Vaststellingsovereenkomst: eindigt het recht op alimentatie?
Samenlevingsovereenkomst met clausule. Bij de Hoge Raad speelde recentelijk de volgende zaak. Jaap en Thea wonen samen en hebben daarvoor bij de notaris een samenlevingsovereenkomst getekend. Daarin staat dat ingeval de overeenkomst eindigt anders dan door overlijden, aan de rechter zal worden verzocht om vast te stellen of een van de (ex-)partners in aanmerking komt voor alimentatie. De rechter dient daarbij uit te gaan van de wettelijke regeling zoals deze van toepassing zou zijn geweest indien Jaap en Thea in algehele gemeenschap van goederen zouden zijn gehuwd.
Vaststellingsovereenkomst
Als Jaap en Thea uit elkaar gaan, wordt er een vaststellingsovereenkomst opgesteld. Daarin staat dat Jaap verplicht is om € 275.000 te betalen als afkoop van de partneralimentatie. Jaap dient dit bedrag af te storten voor een door Thea af te sluiten lijfrentepolis.

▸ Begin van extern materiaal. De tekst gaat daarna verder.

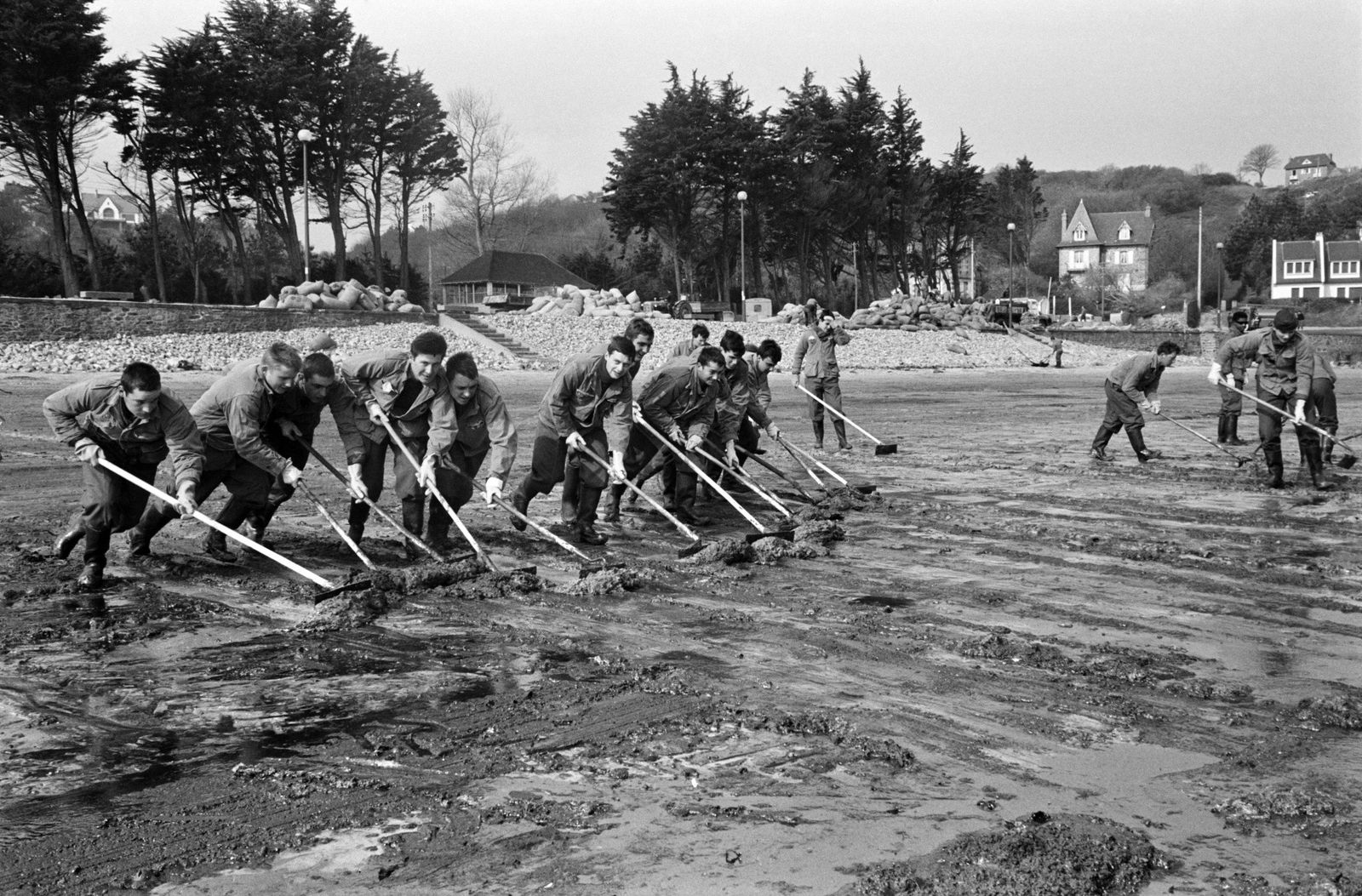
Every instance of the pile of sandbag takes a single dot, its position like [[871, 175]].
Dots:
[[340, 296]]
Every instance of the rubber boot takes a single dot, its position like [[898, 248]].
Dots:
[[585, 524], [612, 504], [571, 487], [1273, 455]]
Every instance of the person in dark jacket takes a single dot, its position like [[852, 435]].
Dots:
[[232, 417], [1286, 364], [1134, 387], [134, 424], [589, 405]]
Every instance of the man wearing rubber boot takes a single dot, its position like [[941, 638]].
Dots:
[[816, 362], [678, 401], [412, 392], [1286, 372], [232, 417], [293, 421], [1134, 387], [484, 425], [1232, 403], [134, 424], [587, 406]]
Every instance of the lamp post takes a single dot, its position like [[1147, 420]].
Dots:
[[742, 248], [1011, 231], [1219, 282], [306, 138]]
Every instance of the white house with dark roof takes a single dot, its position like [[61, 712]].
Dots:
[[1318, 269], [1308, 168], [1113, 242]]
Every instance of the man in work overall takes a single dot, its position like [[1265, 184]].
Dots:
[[1134, 387], [412, 391], [816, 362], [134, 424], [293, 421], [587, 406], [678, 401], [484, 426], [1232, 403], [232, 415], [1286, 369]]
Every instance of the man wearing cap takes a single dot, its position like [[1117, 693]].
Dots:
[[1286, 371], [1232, 403], [1134, 387]]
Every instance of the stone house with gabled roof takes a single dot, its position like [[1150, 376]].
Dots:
[[1113, 242], [1308, 168], [1318, 269]]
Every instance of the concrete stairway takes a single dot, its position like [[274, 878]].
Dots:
[[494, 338]]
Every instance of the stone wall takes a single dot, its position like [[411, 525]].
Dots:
[[34, 319]]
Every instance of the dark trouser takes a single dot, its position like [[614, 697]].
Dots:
[[1270, 431], [403, 480], [582, 478], [455, 488], [1325, 403], [249, 483], [830, 390], [111, 504], [1121, 412]]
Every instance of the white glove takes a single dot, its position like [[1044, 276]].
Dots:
[[184, 500], [90, 454], [426, 476], [358, 487]]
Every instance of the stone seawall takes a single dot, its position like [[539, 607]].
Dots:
[[36, 319]]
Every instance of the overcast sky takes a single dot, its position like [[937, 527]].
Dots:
[[1069, 83]]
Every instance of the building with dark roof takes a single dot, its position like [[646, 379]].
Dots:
[[1318, 269], [1112, 242], [1308, 168], [499, 272]]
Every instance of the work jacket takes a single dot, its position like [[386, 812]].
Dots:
[[1137, 376], [232, 415], [381, 376], [94, 412], [816, 356], [1284, 368], [583, 398], [485, 425], [674, 402]]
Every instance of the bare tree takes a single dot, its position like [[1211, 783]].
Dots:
[[1259, 160], [495, 176]]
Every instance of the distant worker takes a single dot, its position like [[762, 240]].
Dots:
[[1134, 387], [134, 424]]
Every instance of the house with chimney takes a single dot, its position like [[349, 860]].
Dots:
[[1116, 243], [1301, 169], [1318, 269]]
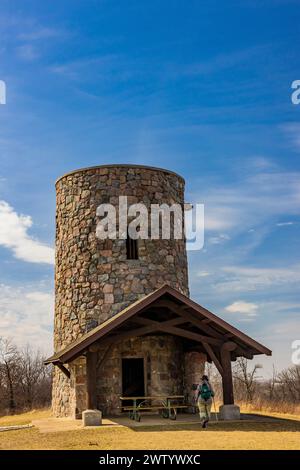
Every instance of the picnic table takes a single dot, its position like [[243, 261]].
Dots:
[[164, 404]]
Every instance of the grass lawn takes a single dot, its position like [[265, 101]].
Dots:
[[283, 434]]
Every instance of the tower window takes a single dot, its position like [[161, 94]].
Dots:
[[132, 249]]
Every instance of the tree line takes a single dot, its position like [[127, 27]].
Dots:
[[25, 382], [279, 393]]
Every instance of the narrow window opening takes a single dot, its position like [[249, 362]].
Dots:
[[132, 248]]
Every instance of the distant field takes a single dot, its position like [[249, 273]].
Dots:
[[283, 434]]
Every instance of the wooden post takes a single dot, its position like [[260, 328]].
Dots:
[[228, 398], [91, 383]]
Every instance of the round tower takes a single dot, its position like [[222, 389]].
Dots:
[[94, 278]]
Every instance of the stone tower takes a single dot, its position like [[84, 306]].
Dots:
[[94, 279]]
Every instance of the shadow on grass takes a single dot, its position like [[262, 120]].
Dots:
[[248, 423]]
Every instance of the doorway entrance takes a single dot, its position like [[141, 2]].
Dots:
[[133, 382]]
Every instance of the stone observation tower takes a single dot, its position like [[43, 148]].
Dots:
[[120, 303]]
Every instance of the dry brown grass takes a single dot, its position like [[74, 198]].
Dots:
[[284, 434], [25, 418]]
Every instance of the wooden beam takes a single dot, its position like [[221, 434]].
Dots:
[[91, 382], [63, 369], [147, 321], [228, 398], [202, 324], [166, 327], [213, 357]]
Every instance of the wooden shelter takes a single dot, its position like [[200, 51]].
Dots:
[[164, 311]]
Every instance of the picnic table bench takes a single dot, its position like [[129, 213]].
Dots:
[[144, 403]]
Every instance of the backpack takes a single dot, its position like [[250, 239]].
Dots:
[[205, 391]]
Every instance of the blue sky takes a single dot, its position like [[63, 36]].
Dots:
[[202, 88]]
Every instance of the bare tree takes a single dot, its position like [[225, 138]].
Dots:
[[246, 377], [32, 370], [9, 364], [289, 380]]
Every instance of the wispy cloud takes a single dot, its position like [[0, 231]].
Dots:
[[292, 131], [283, 224], [244, 308], [14, 236], [243, 279], [40, 33], [249, 201], [28, 313], [27, 52]]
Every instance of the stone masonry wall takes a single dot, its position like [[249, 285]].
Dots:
[[93, 278]]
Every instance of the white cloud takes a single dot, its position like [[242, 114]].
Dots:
[[39, 33], [251, 201], [26, 316], [246, 308], [283, 224], [27, 52], [203, 274], [223, 237], [244, 279], [14, 236], [293, 132]]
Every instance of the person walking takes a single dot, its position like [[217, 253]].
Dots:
[[204, 398]]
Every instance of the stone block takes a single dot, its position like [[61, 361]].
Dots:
[[229, 412], [91, 418]]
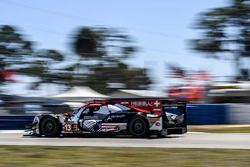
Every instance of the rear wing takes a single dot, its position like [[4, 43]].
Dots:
[[152, 105]]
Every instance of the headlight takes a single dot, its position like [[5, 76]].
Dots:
[[36, 120]]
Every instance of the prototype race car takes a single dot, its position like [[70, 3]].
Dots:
[[137, 117]]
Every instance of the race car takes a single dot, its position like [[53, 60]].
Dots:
[[136, 117]]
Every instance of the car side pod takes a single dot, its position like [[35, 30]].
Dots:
[[164, 132], [28, 132]]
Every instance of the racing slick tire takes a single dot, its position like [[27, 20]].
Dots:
[[50, 126], [138, 126]]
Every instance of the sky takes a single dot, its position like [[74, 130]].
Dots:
[[161, 29]]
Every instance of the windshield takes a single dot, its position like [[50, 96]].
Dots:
[[122, 107], [77, 110]]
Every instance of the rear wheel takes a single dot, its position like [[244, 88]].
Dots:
[[50, 126], [138, 126]]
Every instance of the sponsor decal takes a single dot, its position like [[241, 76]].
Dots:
[[158, 123]]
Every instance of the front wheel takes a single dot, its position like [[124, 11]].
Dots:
[[138, 126], [50, 127]]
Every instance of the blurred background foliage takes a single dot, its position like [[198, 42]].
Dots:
[[225, 33], [101, 60]]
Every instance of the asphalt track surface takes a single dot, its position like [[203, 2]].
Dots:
[[189, 140]]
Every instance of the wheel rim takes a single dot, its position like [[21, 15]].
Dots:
[[49, 127], [139, 127]]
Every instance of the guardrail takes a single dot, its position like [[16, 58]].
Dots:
[[15, 122], [198, 114]]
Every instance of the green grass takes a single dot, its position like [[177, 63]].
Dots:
[[220, 128], [120, 157]]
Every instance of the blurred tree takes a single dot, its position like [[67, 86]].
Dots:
[[14, 48], [226, 31], [17, 54], [103, 52]]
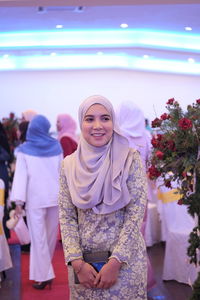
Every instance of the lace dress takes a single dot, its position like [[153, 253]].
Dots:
[[118, 232]]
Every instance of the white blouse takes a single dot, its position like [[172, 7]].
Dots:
[[36, 180]]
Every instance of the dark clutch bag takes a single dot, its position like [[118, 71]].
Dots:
[[95, 259]]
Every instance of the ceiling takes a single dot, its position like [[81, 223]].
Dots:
[[92, 33]]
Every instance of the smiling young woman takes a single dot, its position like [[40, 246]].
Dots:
[[102, 201]]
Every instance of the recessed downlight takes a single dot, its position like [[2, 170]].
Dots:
[[59, 26], [124, 25], [191, 60], [99, 53], [188, 28]]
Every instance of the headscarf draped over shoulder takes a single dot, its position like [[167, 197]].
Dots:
[[97, 176], [38, 140], [67, 126]]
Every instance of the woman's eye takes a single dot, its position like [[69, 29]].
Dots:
[[89, 119], [106, 118]]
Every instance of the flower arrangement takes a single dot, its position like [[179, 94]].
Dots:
[[176, 157]]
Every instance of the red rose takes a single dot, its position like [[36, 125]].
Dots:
[[159, 136], [170, 101], [180, 202], [155, 142], [168, 184], [198, 101], [156, 123], [165, 116], [12, 115], [171, 145], [159, 154], [153, 172], [185, 123]]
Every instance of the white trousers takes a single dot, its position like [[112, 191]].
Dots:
[[43, 229]]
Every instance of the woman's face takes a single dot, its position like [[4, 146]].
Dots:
[[97, 126]]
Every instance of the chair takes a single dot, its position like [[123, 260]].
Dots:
[[179, 224], [5, 258], [152, 233]]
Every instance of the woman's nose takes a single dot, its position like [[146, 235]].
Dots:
[[97, 124]]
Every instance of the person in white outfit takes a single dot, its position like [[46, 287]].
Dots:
[[131, 121], [36, 184]]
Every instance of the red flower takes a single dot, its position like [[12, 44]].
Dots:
[[168, 184], [156, 123], [171, 145], [185, 123], [153, 172], [180, 202], [198, 101], [12, 115], [165, 116], [170, 101], [159, 154]]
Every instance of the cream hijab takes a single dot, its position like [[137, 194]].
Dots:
[[97, 176]]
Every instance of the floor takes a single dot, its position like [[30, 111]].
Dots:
[[165, 290], [170, 290]]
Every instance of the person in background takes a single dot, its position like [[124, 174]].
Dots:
[[36, 184], [102, 201], [5, 160], [66, 128], [23, 126], [28, 115], [5, 258], [132, 125], [148, 128], [21, 134]]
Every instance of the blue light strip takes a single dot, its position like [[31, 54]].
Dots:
[[69, 62], [115, 38]]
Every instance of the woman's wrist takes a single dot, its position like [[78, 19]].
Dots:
[[77, 265], [114, 263]]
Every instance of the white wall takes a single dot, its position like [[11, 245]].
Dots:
[[54, 92]]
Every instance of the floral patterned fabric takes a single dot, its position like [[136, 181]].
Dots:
[[118, 232]]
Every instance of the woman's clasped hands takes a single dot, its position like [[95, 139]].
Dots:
[[90, 278]]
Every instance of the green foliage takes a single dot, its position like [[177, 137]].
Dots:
[[176, 157]]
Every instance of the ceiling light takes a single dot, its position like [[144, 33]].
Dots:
[[100, 38], [92, 61], [59, 26], [124, 25], [187, 28]]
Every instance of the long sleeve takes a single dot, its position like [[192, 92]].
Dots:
[[20, 180], [130, 236], [68, 222]]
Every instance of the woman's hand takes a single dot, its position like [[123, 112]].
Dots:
[[86, 274], [18, 211], [108, 275]]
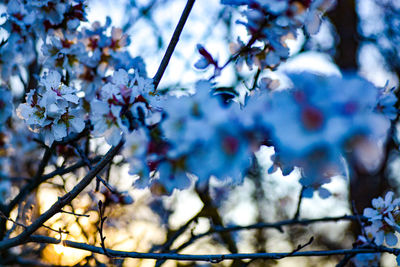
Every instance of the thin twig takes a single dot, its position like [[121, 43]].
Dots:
[[63, 201], [102, 209], [297, 214], [278, 226], [98, 177], [213, 258], [75, 214], [172, 44]]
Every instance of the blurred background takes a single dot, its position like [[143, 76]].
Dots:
[[356, 36]]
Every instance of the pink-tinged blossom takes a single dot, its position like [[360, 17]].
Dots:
[[122, 105], [324, 126], [384, 218], [6, 106], [272, 23], [53, 110]]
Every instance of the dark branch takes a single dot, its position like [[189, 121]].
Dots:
[[172, 44]]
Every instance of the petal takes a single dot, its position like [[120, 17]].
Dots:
[[59, 130], [78, 124], [391, 239]]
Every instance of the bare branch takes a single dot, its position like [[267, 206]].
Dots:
[[65, 200], [213, 258], [172, 44]]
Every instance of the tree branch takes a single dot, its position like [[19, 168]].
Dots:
[[213, 258], [172, 44], [65, 200]]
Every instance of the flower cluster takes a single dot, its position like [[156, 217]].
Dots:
[[197, 131], [54, 109], [384, 217], [272, 23], [28, 21], [122, 105], [323, 122], [6, 106]]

Afkoopsom te laag? Enkele jaren later vindt Thea het bedrag dat ze als afkoopsom heeft ontvangen veel te laag. Frits is inmiddels een succesvol ondernemer. Daardoor zijn diens vermogen en inkomen met sprongen vooruitgegaan, terwijl haar inkomen al die tijd hetzelfde is gebleven.
Gewijzigde omstandigheden. Thea stapt naar de rechter voor een hogere alimentatie. In de vaststellingsovereenkomst is geen bepaling opgenomen die zegt dat de alimentatie door de rechter niet kan worden gewijzigd op basis van gewijzigde omstandigheden (art. 1:159 lid 1 BW) . Naar maatstaven van redelijkheid en billijkheid kan Thea niet meer aan de gemaakte afspraken worden gehouden. Dat betekent dat de rechter de alimentatie anders kan vaststellen (art. 1:159 lid 3 BW) .
Oordeel Hoge Raad
Alles rechtsgeldig. Helaas voor Thea (en gelukkig voor Jaap) ziet de hoogste rechter (ECLI:NL:HR:2021:275) dat anders. Hij stelt vast dat er een rechtsgeldige vaststellingsovereenkomst tot stand is gekomen. Op basis daarvan is overeengekomen dat Jaap een bedrag ineens betaalt om aan zijn alimentatieverplichting te voldoen en dat Thea verder afziet van partneralimentatie.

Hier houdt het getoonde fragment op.